How can I mark that partition for boot?
Thanks a lot,
attach the vmx-file and the vmdk please
... stupid question ...
are you aware that you may need to reactivate Windows 7 every time you switch between using it natively and inside a VM ?
are you aware ethat on first boot you will get a Bluescreen with a chance of 95 % and that you have to manually adjust the registry to get past that bluescreen ?
- Activation would be ok. I won't change it often.
- Bluescreen 😞 ... I wanted to save some time in migration to the new "fresh" windows and get some experience with vmware ... perhaps it would be better, to use converter with the old win7 an forget the physical disk?
> perhaps it would be better, to use converter with the old win7 an forget the physical disk?
that is definetely the easier option
both vmx-files are ok - though not ideal.
If you add the physical disk as scsi0:0 fixing the driver-issue will be a lot easier.
I see no reason why you received an error using those vmx-file - other than maybe trying to run both at the same time ?
ok, thanks a lot.
If it doesn't take too much time, it would be nice, if you could have a look at the vmx/vdmk-files nevertheless.
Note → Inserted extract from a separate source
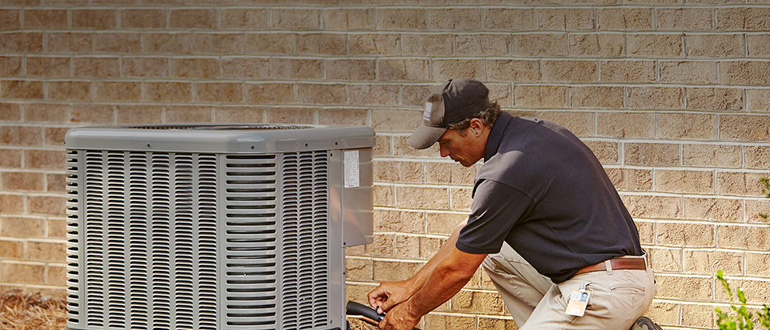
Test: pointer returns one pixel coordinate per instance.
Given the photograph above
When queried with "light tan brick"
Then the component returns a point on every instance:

2012/10/9 Ulli Hankeln <email@example.com<mailto:firstname.lastname@example.org>>
How to use raw disk with vmware player 5.0?
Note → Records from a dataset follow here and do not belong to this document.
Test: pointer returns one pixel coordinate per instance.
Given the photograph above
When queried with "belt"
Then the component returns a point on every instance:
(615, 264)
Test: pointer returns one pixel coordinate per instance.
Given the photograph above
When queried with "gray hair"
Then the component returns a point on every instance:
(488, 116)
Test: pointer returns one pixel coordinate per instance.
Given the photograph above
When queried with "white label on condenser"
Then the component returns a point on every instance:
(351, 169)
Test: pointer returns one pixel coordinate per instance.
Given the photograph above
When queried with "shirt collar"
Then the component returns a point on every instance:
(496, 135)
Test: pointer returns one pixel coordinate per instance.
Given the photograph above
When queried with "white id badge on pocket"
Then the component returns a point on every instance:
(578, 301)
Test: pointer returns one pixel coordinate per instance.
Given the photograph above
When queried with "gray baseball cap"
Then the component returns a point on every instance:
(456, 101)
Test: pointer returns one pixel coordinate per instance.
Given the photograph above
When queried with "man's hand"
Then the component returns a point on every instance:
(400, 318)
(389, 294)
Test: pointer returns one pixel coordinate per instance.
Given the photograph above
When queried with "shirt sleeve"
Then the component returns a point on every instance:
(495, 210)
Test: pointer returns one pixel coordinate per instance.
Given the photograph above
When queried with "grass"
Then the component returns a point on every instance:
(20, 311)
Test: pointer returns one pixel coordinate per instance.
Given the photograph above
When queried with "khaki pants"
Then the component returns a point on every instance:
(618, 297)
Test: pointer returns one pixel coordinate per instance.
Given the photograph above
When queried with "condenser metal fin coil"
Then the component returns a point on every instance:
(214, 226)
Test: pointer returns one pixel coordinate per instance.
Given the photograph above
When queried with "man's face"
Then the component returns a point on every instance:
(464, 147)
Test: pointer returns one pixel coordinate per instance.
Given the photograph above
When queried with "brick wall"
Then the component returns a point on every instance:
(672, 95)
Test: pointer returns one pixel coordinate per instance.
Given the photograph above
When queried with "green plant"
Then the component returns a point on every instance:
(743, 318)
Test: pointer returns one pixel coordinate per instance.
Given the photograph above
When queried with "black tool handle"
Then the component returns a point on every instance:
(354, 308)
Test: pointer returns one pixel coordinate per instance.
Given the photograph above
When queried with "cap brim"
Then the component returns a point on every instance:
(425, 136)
reply from Ulli Hankeln<http://communities.vmware.com/people/continuum> in VMware Player - View the full discussion<http://communities.vmware.com/message/2127916#2127916
I had already looked at those files - they look ok - if you want to know why they failed upload the vmware.logs
Just to close this discussion:
- Converter worked fine.
- I had to fix some strange things in my boot config and finally got physical disc booting also and received blue screen as predicted.
Thanks for any helping!
I had a similar problem and thought I would post a workaround / solution:
I have Windows installed to partition 1, and Linux to partition 2. I want to be able to live boot to either, or run either in a VM from the other (although have only tried running Linux under Windows host).
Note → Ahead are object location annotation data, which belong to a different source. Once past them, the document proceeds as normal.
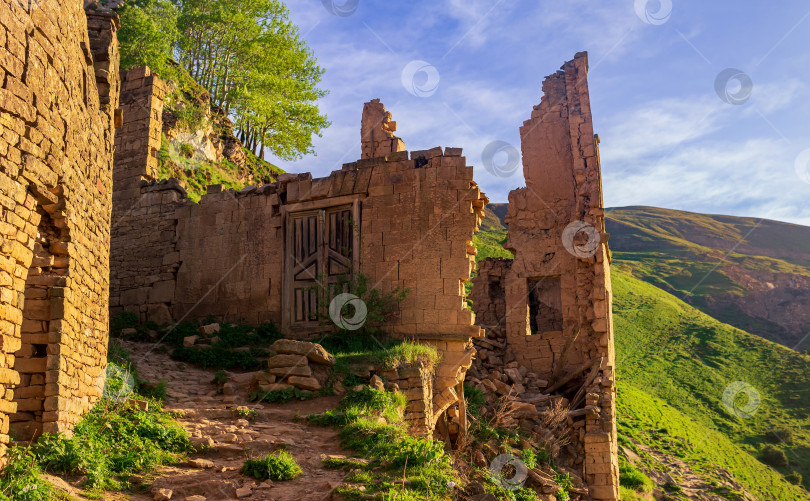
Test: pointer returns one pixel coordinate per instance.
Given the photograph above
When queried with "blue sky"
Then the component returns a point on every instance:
(667, 137)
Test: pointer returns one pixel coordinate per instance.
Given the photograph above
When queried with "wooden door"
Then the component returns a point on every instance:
(320, 247)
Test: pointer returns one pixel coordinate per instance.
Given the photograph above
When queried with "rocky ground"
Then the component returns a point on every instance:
(210, 418)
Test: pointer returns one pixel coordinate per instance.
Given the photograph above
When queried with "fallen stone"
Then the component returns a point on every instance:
(163, 494)
(313, 351)
(514, 375)
(202, 442)
(298, 370)
(305, 383)
(286, 361)
(201, 463)
(274, 387)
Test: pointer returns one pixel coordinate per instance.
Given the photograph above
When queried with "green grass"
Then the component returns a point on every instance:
(237, 346)
(683, 360)
(277, 466)
(377, 349)
(489, 244)
(371, 425)
(112, 442)
(700, 259)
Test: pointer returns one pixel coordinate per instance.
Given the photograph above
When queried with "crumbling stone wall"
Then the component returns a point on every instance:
(225, 257)
(404, 220)
(57, 109)
(552, 304)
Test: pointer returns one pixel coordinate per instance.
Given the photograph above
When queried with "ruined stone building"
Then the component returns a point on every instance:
(82, 238)
(552, 303)
(404, 220)
(59, 75)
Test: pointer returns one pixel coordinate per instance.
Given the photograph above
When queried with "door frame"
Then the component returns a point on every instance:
(287, 213)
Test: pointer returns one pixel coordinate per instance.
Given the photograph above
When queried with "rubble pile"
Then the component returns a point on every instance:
(551, 413)
(294, 364)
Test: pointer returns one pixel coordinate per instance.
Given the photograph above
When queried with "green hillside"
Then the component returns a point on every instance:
(674, 363)
(751, 273)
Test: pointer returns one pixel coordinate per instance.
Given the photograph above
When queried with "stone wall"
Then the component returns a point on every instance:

With VMWare workstation 7, I could "use physical disk" (the whole thing, /dev/sda under linux). But with workstation 9, I got the "physical disk already in use" error. But I wanted to upgrade because WS7 cannot boot new kernels (3.x) on Ivy Bridge due to some new security mode.
Here's what works: I use a physical disk for /dev/sda2 (the linux partition) only. This prevents "physical disk already in use", but no longer boots. And grub doesn't want to be installed on a partition. So I made a new virtual disk of minimum size and assigned it also to the VM, and installed grub on it (using a rescue disk). Then I changed the boot order in the VMWare bios of the VM to boot from the second (virtual) disk.
In followup to the previous, I did get Windows 7 installed on the first partition of the physical disk to boot as a VMWare guest from Linux installed on the second partition.
Adding the entire physical disk to the Windws 7 guest VM did not work; it seems that this causes it to appear as an IDE drive to the Windows7 guest, which doesn't work. Whereas if you add just the single partition of the physical disk, it appears as SCSI and can work, once you edit the registry in the guest Windows install, setting ControlSet001\services\LSI_SAS "Start" to REG_DWORD 0 (as documented elsewhere on the web) to prevent Windows BSOD 7B. (I loaded an old XP VM and added the physical Windows 7 partition to it so I could use regedit under XP to make the change).
But using just the windows physical partition in the VM means you can't use the boot loader on the physical disk. So I ended up creating a minimal debian install on a virtual disk, then adding the Win7 physical partition to that VM. The debian installer noticed the Win 7 install and can "multi-boot" to it. In effect I have a 400 MB boot sector (the debian install that exists only for grub), but oh well.
Now I can boot my laptop natively to either Windows 7 or Linux, and also load the other as a VM guest.